Towards the Era of Post-Training for Autonomous Driving

The missing infrastructure for Physical AI post-training in AD. Open-source. Production-validated.

Highlights

WorldEngine is a post-training framework for Physical AI that systematically addresses the long-tail safety-critical data scarcity problem in autonomous driving.
Data-driven long-tail discovery: Failure-prone scenarios are automatically identified from real-world driving logs by the pre-trained agent itself — no manual design, no synthetic perturbations.
Photorealistic interactive simulation via 3D Gaussian Splatting (3DGS): Each discovered scenario is reconstructed into a fully controllable, real-time-renderable simulation environment with independent dynamic agent manipulation.
Behavior-driven scenario generation: Leverages Behavior World Model (BWM) to generalize and synthesize diverse traffic variations from existing long-tail scenarios, expanding sparse safety-critical events into a dense, learnable distribution.
RL-based post-training on synthesized safety-critical rollouts substantially outperforms scaling pre-training data alone — competitive with a ~10× increase in pre-training data.
Production-scale validation: Deployed on a mass-produced ADAS platform trained on 80,000+ hours of real-world driving logs, reducing simulated collision rate by up to 45.5% and achieving zero disengagements in a 200 km on-road test.

News

[2026/04/09] Official dataset released. See OpenDriveLab/WorldEngine or OpenDriveLab/WorldEngine (ModelScope)
[2026/04/10] Official code repository established.

Benchmark

We compare different post-training paradigms on the nuPlan dataset, evaluating on both open-loop and closed-loop metrics across common and rare driving scenarios.
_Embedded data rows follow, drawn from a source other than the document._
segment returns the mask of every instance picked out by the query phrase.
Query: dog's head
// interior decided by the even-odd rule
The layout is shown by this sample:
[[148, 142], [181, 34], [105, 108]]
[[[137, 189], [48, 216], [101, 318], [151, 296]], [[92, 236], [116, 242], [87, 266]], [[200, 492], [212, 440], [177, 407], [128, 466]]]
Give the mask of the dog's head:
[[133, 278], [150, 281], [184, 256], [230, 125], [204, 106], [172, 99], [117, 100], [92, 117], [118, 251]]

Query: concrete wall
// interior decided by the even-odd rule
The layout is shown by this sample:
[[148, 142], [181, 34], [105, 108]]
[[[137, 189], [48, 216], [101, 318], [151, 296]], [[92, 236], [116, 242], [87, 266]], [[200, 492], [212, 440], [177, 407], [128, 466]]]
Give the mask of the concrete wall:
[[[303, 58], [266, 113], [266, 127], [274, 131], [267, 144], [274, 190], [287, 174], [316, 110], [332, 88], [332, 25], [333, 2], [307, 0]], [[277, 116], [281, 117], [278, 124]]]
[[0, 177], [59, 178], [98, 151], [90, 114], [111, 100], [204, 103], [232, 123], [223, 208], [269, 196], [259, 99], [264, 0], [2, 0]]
Metric notes: Early stage. Stable ckpts and corresponding results coming soon.

Open-loop PDMS is aligned with NAVSIM v1.1 PDM Score. Common denotes the standard navtest split; Rare denotes the navtest_failures subset — failure-prone rare-case scenarios extracted from navtest.
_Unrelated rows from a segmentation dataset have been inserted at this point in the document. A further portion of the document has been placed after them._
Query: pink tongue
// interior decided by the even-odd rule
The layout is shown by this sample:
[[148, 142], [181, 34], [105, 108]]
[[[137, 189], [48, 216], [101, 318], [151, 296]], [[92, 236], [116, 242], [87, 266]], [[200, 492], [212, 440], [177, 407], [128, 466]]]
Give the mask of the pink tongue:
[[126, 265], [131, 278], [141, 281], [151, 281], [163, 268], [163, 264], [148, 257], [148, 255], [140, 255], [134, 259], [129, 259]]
Closed-loop Success Rate is defined as the fraction of simulated driving episodes completed without collision or off-road failure.

Closed-loop Ego Progress (EP) measures the route progress made by the ego vehicle during SimEngine closed-loop testing, reflecting whether the agent makes meaningful forward progress rather than merely avoiding collision or off-road failure.

Closed-loop PDMS* is the PDM Score obtained via SimEngine closed-loop testing, where the planner interacts with reactive agents in simulation under real-time rendering.

Training notes:

Rare logs are failure-prone scenarios automatically extracted from navtrain by the pre-trained agent itself (see Rare Case Extraction).

Common logs are the standard cases in navtrain.

Method	Open-loop PDMS ↑ (common)	Open-loop PDMS ↑ (rare)	Closed-loop SR ↑ (rare)	Closed-loop EP ↑ (rare)	Closed-loop PDMS* ↑ (rare)
Base model	85.64	47.14	73.66	46.71	60.98
Supervised fine-tuning on rare logs	87.50	52.55	74.51	47.59	61.87
Post-training on common logs	87.69	49.36	69.63	51.02	60.21
Post-training on rare logs	88.51	59.20	73.35	51.86	62.78
Post-training on rare synthetic replays	82.61	62.69	87.20	32.49	63.22
Post-training on rare rollouts w/o Behaviour WM	88.53	61.88	77.96	56.74	67.33
Post-training with WorldEngine	88.95	59.83	88.89	47.66	70.12

Key findings:

Post-training on rare logs substantially improves rare open-loop PDMS over supervised fine-tuning (59.20 vs. 52.55), but does not improve rare closed-loop SR, indicating that fixed rare logs alone are insufficient for robust interactive behaviour.
Post-training on common logs provides limited long-tail benefit and degrades rare closed-loop performance, reducing SR from 73.66% to 69.63% and PDMS$^\ast$ from 60.98 to 60.21, confirming the importance of long-tail event discovery.
The full WorldEngine pipeline achieves the best overall rare closed-loop performance, with the highest SR (88.89%) and PDMS$^\ast$ (70.12). It improves rare closed-loop SR by +15.23 percentage points and PDMS$^\ast$ by +9.14 over the base model, while maintaining strong common open-loop performance.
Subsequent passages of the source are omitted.